Duffy describes her 3 p.m. to 11:30 p.m. shift — which sometimes lasts until 1 a.m. — as a “mad rush” to get the samples prepared and into one of the high-volume machines that can process 92 samples at a time.
“We’re really kind of running around all day,” said Duffy, who is planning to attend medical school in the fall. “It’s made me very grateful for the work those medical technologists do.”
For Jihoon Lim, part of the battle initially was just getting there. Lim, who normally works in a Beth Israel lab exploring noncoding RNA, used to take the bus to work from his home in Jamaica Plain, but now avoids both the bus and the subway. When the research labs closed on March 18, Lim stayed on for a few days with Frank Slack, the lab’s principal investigator and the Shields Warren Mallinckrodt Professor at HMS, to make sure everything was closed down and stored properly.
Lim told Slack he’d like to help with COVID testing, and Slack put him in touch with the hospital’s pathologists.
“I’m living here in Boston by myself, and I thought I could help,” Lim said. “It’s definitely a rewarding experience.”
Lim settled on riding his bike the 10 to 15 minutes from Jamaica Plain to Boston’s Longwood area for his 3 p.m. to 11 p.m. shift. Like Duffy, he often stays late before pedaling home through the darkened, depopulated streets.
Lim said his prior lab experience has been helpful, though policies and procedures are more rigid at the clinical lab, where people’s health depends on the results.

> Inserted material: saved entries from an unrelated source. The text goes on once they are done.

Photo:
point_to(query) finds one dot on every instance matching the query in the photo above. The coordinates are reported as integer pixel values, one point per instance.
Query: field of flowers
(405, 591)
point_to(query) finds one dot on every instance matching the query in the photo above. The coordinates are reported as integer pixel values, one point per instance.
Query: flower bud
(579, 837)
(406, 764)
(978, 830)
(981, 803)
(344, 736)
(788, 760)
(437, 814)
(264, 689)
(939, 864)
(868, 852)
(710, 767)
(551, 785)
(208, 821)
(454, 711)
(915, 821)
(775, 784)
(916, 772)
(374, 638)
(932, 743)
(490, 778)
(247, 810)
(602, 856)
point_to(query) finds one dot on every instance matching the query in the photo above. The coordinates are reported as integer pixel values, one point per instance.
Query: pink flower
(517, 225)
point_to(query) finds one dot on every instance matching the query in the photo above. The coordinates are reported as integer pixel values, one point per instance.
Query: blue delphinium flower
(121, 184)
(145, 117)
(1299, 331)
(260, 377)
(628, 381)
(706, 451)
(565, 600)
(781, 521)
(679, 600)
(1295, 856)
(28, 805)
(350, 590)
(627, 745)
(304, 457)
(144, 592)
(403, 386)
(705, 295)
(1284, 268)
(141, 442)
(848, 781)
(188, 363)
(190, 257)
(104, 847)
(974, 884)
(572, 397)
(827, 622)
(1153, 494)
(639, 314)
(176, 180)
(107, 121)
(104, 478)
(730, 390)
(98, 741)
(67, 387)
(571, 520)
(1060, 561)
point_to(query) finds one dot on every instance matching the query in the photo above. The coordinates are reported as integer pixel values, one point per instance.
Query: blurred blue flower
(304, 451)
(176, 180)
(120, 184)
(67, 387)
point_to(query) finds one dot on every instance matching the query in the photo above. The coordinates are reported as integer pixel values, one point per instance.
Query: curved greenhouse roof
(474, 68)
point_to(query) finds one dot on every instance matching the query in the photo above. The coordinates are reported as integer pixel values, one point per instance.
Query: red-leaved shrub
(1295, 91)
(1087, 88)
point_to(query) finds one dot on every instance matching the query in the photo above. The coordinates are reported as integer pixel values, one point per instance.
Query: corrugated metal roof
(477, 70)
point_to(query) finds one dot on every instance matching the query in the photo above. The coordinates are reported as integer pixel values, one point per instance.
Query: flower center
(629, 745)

“Being able to do [work] that impacts people is a very humbling experience,” Lim said. “It makes me feel very fortunate to have skills to be able to impact the community and to help people who are waiting for results — I’m sure they’re scared, and their families are too.”
By early May, what began in mid-March as a mad scramble to get COVID-19 testing started and then rapidly — almost instantly — ramped up has become a steady grind. Though buoyed by the desire to meet COVID’s challenge, Cheng said the effort is nonetheless starting to wear on people.
“I hope this virus doesn’t last forever,” Cheng said, “because everyone is tired.”